It is sometimes easy for me to lose composure when I allow pride to govern my reactions. For example, there are times when I present something that I believe is valuable and represents my personal contribution, and therefore, self-worth, but the one receiving it disrespects it, and I get angry and want to come back with an arrogant response.
This has happened to me on a few occasions recently where I work. By the Grace of God, I believe that my responses have been somewhat muted and controlled, not meting out all that my emotions demand. I am grateful to God for this.
Interestingly, Grace also allows me to see beyond my pride, and to grasp the idea that I really can do better with what I presented…as if, after the fact, if I choose to moderate my emotions and listen, I am allowed to see as if the dark pride-encrusted lens through which I had been looking had suddenly been wiped clean.

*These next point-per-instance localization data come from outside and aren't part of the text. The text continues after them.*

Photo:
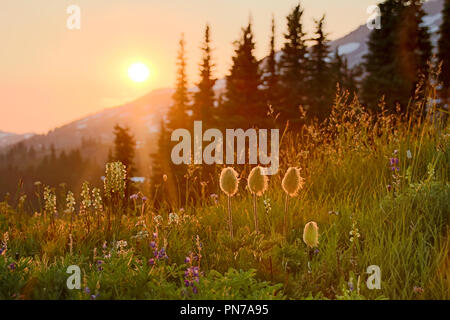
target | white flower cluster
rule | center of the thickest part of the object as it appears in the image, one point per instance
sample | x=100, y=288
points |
x=70, y=202
x=114, y=182
x=50, y=200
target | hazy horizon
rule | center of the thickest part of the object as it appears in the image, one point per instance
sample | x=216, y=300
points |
x=51, y=75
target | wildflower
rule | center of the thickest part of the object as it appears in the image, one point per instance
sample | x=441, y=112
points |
x=50, y=201
x=257, y=182
x=114, y=182
x=214, y=197
x=134, y=197
x=95, y=296
x=229, y=181
x=311, y=234
x=292, y=181
x=350, y=286
x=418, y=290
x=229, y=184
x=70, y=202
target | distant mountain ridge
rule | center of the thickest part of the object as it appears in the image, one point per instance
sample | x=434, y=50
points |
x=144, y=114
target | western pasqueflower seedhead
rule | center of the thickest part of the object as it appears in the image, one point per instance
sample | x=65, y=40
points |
x=229, y=181
x=257, y=182
x=292, y=181
x=311, y=234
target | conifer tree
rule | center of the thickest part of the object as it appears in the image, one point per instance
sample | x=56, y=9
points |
x=343, y=75
x=444, y=53
x=177, y=115
x=243, y=105
x=398, y=54
x=203, y=106
x=320, y=93
x=293, y=67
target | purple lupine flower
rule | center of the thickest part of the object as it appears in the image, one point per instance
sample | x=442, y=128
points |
x=350, y=285
x=94, y=296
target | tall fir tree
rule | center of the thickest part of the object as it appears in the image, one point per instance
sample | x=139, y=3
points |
x=178, y=112
x=320, y=86
x=444, y=54
x=271, y=79
x=162, y=180
x=243, y=106
x=398, y=54
x=293, y=67
x=204, y=98
x=178, y=118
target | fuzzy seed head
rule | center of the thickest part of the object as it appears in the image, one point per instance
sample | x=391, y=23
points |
x=257, y=182
x=292, y=181
x=311, y=234
x=229, y=181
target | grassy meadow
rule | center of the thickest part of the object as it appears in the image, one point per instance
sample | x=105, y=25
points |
x=376, y=184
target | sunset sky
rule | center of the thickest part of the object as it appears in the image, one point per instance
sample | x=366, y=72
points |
x=50, y=75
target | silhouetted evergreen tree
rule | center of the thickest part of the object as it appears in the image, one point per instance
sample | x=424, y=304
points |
x=444, y=53
x=243, y=105
x=398, y=53
x=162, y=188
x=177, y=116
x=293, y=67
x=203, y=106
x=271, y=77
x=320, y=86
x=343, y=75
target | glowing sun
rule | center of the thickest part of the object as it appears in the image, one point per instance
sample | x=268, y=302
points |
x=138, y=72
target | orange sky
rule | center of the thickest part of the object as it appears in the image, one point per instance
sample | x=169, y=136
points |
x=50, y=75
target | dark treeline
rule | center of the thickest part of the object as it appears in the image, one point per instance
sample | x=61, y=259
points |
x=302, y=76
x=25, y=170
x=271, y=93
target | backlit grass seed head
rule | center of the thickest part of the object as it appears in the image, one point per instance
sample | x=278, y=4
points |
x=292, y=181
x=229, y=181
x=311, y=234
x=257, y=183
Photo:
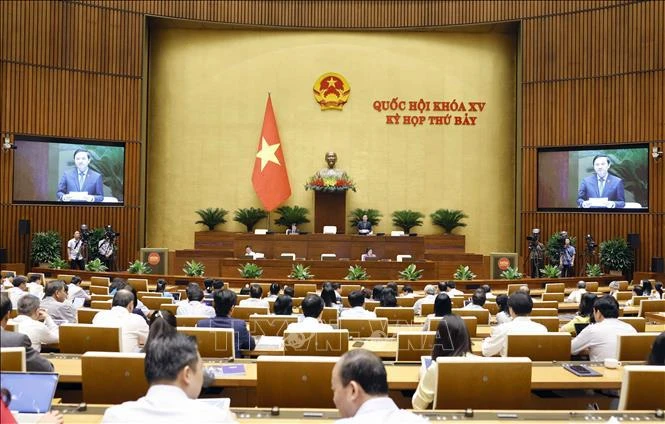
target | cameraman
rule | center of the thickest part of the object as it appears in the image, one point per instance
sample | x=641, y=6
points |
x=74, y=253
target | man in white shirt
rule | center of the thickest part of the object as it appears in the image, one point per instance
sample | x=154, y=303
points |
x=134, y=329
x=193, y=306
x=520, y=306
x=430, y=296
x=311, y=306
x=576, y=295
x=174, y=370
x=35, y=322
x=254, y=300
x=357, y=300
x=600, y=339
x=360, y=391
x=56, y=304
x=74, y=254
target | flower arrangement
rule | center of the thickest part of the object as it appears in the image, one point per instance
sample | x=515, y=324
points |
x=330, y=184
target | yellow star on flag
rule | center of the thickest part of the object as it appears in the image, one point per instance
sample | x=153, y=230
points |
x=267, y=153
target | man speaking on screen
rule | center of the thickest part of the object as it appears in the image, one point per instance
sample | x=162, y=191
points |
x=601, y=190
x=81, y=184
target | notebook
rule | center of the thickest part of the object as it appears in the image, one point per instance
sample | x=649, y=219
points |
x=31, y=392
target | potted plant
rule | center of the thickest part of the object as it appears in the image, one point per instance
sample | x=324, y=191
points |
x=249, y=217
x=373, y=216
x=58, y=263
x=551, y=271
x=211, y=217
x=194, y=269
x=407, y=219
x=448, y=219
x=593, y=270
x=463, y=272
x=356, y=272
x=511, y=274
x=96, y=265
x=250, y=270
x=410, y=273
x=615, y=255
x=138, y=267
x=300, y=272
x=46, y=247
x=291, y=215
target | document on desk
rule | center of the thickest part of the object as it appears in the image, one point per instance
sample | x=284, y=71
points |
x=269, y=342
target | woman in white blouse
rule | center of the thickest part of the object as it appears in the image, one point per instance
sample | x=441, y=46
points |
x=452, y=339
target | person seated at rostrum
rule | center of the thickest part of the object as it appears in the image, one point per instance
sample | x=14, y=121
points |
x=583, y=315
x=360, y=391
x=34, y=322
x=452, y=339
x=56, y=304
x=193, y=305
x=134, y=328
x=312, y=307
x=254, y=300
x=224, y=301
x=174, y=371
x=600, y=339
x=520, y=306
x=357, y=300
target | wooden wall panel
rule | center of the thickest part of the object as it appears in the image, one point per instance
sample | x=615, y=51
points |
x=593, y=73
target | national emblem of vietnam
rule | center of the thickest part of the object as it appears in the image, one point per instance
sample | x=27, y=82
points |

I was praying about pride and humility this morning, and what causes my pride:
Pride is allowed to rule my actions when i measure my self-worth by my own, worldly standard. “What I have presented is very good because I am smart, and I like it.”
In contrast…
Humility is allowed to rule our actions when we measure our self-worth by God’s holy Providence and Standard. “I believe that I am here and have a job by the Grace of God. What I have presented is good only if it satisfies God’s purpose for my being here. If it does not, He will let me know through the one receiving it, and I will comply.”
So if my boss does not like something, my response should be one of humble happiness in having the opportunity to make it even better.
I desire to be a most humble servant for God, for the benefit of others with whom I come in contact. I pray that the Lord God will help me. So be it. Amen.